Richard Berk’s book on regression analysis

I just finished reading Dick Berk’s book, “Regression analysis: a constructive critique” (2004). It was a pleasure to read, and I’m glad to be able to refer to it in our forthcoming book. Berk’s book has a conversational format and talks about the various assumptions required for statistical and causal inference from regression models. I was disappointed that the book used fake data–Berk discussed a lot of interesting examples but then didn’t follow up with the details. For example, Section 2.1.1 brought up the Donohue and Levitt (2001) example of abortion and crime, and I was looking forward to Berk’s more detailed analysis of the problem–but he never returned to the example later in the book. I would have learned more about Berk’s perspective on regression and causal inference if he were to apply it in detail to some real-data examples. (Perhaps in the second edition?)

I also had some miscellaneous comments:

p. xiv: Berk writes, “We could all sit at our desks and perform hypthetical experiments in our heads all day, and science would not advance one iota.” This is true of most of us, I’m sure . . . but Einstein advanced science by his hypothetical experiments on relativity theory. So it is possible!

p.19 has a nice quote: “If the goal is to do more than describe the data on hand, information must be introduced that cannot be contained in the data themselves.”

Figure 3.3: This is described as a “bad fit,” but it’s just a case of high residual variance. The model fits fine, but sigma is large. Perhaps a distinction worth making. (More generally, I like that Berk focuses on the mean–the deterministic part of the regression model–rather than the errors. Most statistics texts seem to make the mistake of talking on and on about the distribution of the errors and the variance function, but it’s the deterministic part that’s generally most important.)

I also like that in Section 3.6, Berk presents transformations as a way to get linearity (not normality or equal-variance, which are typically much less important). Again, an important practical point that is lost in many more mathematical books.

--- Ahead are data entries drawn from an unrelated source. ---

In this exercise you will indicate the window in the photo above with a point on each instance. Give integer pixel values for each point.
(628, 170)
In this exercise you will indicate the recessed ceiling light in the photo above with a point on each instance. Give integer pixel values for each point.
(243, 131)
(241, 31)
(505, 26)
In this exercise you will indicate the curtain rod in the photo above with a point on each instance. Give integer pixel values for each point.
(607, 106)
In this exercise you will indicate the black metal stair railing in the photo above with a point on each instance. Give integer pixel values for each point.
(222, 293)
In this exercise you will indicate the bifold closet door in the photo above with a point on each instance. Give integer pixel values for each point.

Figure 4.5: I don’t really understand this picture: it’s a plot of (hypothetical?) data of students’ grade point averages vs. SAT scores, and the discussion says that “larger positive errors around the line tend to have larger SAT scores.” But I don’t understand what is meant by “errors” here or why the regression line is not drawn to go through the data.

p.68: Berk writes, “The null hypothesis is either true or false.” Actually, I’d go further: in any problem I’ve ever worked on, the null hypothesis is false. Mathematically, the null hyp in regression is that some beta equals 0, and in social and environmental science, the true beta (as would be seen by gathering data from a very large population) is never exactly zero. I do think that hyp testing can be useful–for example, it can tell you that you can be very sure that beta>0 or that beta<0, and whether the data are sufficient to estimate beta precisely--but we know ahead of time that beta != 0. Sections 5.2.2 and 10.5.1: There's an extensive discussion here of "response schedules" but I don't quite understand what's being said here. A full example with data would help. On p. 92, there's a discussion of estimating the effects of prison sentences, and Berk seems to be saying that this can't be done because you can't simultaneously manipulate the length of sentence and the age at which a prisoner is released. But I don't see why this is a problem: say, for example, that you have a bunch of 20-year-old prisoners, and though a randomized intervention, some are released at age 25 and some at age 40. You can look at a bivariate outcome: crimes committed ages 25-40, and crimes committed ages 40+. The treatment will have a clear effect on the first outcome (of course, there are cost-benefit issues as to whether the treatment is worth it), but you can certainly compare the crimes age 40+ for the two groups. Chapter 5 has lots of discouraging examples. It would be good to see some success stories. (Parochially, I can point to this and this as particularly clean examples of causal inference from observational data, but lots more is out there.) I also think the discussion of models would be strengthened by some disucssion of interactions (in the causal setting, that would correspond to treatments that are more effective for some groups than others). This is also an active research area (see here).

p.99: In the discussion of matching, it would unify things to point out that matching followed by regression can be more effective than either alone (this was Don Rubin’s Ph.D. thesis, published in article form as Rubin, 1973).

In Chapter 8 there’s some discussion of stepwise regression etc. It would be also helpful to discuss other methods of combining predictors, for example adding them up to create “scores.” Also, when mentioning categorical predictors, that’s a good place to put a pointer to multilevel models.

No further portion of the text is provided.